James Blake Wants His Name Removed From Kanye West's 'Bully'

James Blake doesn't want anything to do with Kanye West's latest album. The British producer and singer has made it clear he wants his name removed from 'Bully,' Ye's newest project — a move that signals yet another collaborator stepping back from the controversial artist's orbit.
The request is notable given the history between the two. Blake has contributed to several Ye projects over the years, lending his atmospheric production and vocal textures to tracks across multiple albums. Their creative relationship once seemed like a natural fit — Blake's experimental sensibilities paired with Ye's boundary-pushing approach to hip-hop. That partnership now appears to have hit a wall.

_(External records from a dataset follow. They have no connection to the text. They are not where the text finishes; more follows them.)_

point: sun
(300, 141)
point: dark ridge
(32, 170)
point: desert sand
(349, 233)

Blake's decision to publicly distance himself from 'Bully' lands at a moment when the list of artists and producers willing to work with Ye continues to shift. Some collaborators have quietly moved on, while others have been more vocal about drawing lines. Blake falls into the latter camp, making his position unambiguous.
The producer has been carving out a distinct lane in recent years, both as a solo artist and as a behind-the-scenes force on records by everyone from Rosalía to Travis Scott. He's spoken openly about the music industry's treatment of producers and songwriters, advocating for greater transparency and credit. Asking for his name to be pulled from a high-profile release is consistent with someone who takes the meaning of his creative associations seriously.
“Losing a collaborator of Blake's caliber — even in a credits dispute — doesn't help the narrative.”
For Ye, the situation adds another wrinkle to an album rollout that has already been anything but smooth. 'Bully' arrives in a landscape where his releases generate as much scrutiny for their behind-the-scenes drama as for the music itself. Losing a collaborator of Blake's caliber — even in a credits dispute — doesn't help the narrative.
What remains unclear is whether Blake's name will actually be scrubbed from the project, or whether the request will get tangled in the kind of contractual gray areas that plague modern streaming-era releases. Credits on digital platforms can be updated, but the process isn't always fast or clean.
Keep an eye on whether other contributors to 'Bully' follow Blake's lead — and whether the album's credits look any different a few weeks from now.